Troubleshooting Performance
Overview
Poor performance can be the result of a myriad of disparate problems, and more than one cause can interact compounding the problem. The following diagram can be used as a high-level overview for thinking through the problem.
The diagram shows that there are many possible causes to performance, but many performance problems fall into the following three buckets:
Datasources that are underperforming can result in performance problems loading trend data and the content for reports. One solution is to enable caching for a datasource - each major release sees improvements to the caching infrastructure both both in terms of speed and the various types of data it caches. Improving performance for a datasource often depends on the particular historian, such as adding an index to a SQL database, but it may mean adding more compute resources to it as well.
The Seeq server becomes a bottleneck. Usually it is memory that is a constraining factor because the more samples that need to be processed the more that can be done if they are in memory. However, if many reports are being generated the headless browser processes that generate the Content images will use both CPU and memory.
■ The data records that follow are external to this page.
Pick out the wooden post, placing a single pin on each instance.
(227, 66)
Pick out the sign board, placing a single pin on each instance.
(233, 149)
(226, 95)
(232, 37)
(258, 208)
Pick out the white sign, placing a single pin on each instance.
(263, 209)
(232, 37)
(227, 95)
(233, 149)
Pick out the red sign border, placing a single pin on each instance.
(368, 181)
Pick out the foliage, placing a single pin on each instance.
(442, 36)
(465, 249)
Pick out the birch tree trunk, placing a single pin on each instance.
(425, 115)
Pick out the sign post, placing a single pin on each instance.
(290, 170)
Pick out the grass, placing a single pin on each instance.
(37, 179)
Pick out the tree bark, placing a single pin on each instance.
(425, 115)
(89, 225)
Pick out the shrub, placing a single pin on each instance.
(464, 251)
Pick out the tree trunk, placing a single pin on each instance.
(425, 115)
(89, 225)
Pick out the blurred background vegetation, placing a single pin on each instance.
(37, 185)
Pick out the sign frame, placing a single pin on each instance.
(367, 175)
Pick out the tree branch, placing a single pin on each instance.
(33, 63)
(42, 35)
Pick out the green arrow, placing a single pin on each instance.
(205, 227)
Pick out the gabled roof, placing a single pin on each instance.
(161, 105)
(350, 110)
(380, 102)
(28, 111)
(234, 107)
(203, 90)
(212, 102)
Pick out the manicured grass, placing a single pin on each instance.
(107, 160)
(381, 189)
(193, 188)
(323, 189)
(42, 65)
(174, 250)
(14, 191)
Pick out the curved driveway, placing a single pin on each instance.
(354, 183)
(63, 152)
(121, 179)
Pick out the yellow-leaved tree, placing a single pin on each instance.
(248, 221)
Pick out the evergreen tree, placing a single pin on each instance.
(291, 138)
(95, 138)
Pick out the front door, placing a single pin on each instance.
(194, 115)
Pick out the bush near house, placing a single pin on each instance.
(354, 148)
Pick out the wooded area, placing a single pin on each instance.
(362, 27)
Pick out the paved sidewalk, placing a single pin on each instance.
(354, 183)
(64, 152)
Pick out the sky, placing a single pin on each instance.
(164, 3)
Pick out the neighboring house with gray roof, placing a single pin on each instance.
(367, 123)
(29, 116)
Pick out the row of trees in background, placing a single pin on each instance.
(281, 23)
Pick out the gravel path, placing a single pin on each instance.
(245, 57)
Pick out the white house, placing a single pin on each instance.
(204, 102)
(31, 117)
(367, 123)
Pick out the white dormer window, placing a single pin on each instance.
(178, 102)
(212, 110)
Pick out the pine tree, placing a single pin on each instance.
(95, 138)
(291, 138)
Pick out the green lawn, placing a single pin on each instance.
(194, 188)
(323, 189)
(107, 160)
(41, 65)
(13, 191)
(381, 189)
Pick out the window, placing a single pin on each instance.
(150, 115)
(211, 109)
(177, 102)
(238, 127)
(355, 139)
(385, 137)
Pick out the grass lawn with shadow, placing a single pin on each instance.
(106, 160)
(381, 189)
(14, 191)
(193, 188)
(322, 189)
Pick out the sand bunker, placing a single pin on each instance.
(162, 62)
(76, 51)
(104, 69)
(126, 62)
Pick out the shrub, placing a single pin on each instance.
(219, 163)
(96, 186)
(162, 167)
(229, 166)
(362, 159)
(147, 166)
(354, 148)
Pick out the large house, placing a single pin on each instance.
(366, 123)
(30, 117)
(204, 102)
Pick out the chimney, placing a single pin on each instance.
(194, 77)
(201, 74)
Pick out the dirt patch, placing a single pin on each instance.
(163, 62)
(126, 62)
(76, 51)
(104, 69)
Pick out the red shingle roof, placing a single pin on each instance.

As seen in the diagram server overload can often be from screenshots in topics. For a topic the number of content images in it and the amount of signals/conditions/formulas on each of those pieces of content are the key factors that make a report more resource-intensive to produce.
Administration Page
Requests Tab
The requests tab lists all API requests that are currently being processed. Sorting by Duration can be a quick way to find requests that have been running for a long time. Seeq administrators can navigate to the Administration page by using the hamburger menu icon in the top right and then clicking the Requests tab. One or more requests can be canceled from this tab by selecting them and clicking the Cancel Selected Request(s) link. This list of requests includes the following fields:
Username - The user that initiated the request. Requests by the system user are for creating screenshots for Topics. Requests by the api_agent_key are from one of the remote agents.
Method - The HTTP method of the request.
URI - Indicates the API endpoint that is being run.
Duration - How long the request has been running, in seconds. If a request has been running more than 5 minutes, it may warrant further investigation.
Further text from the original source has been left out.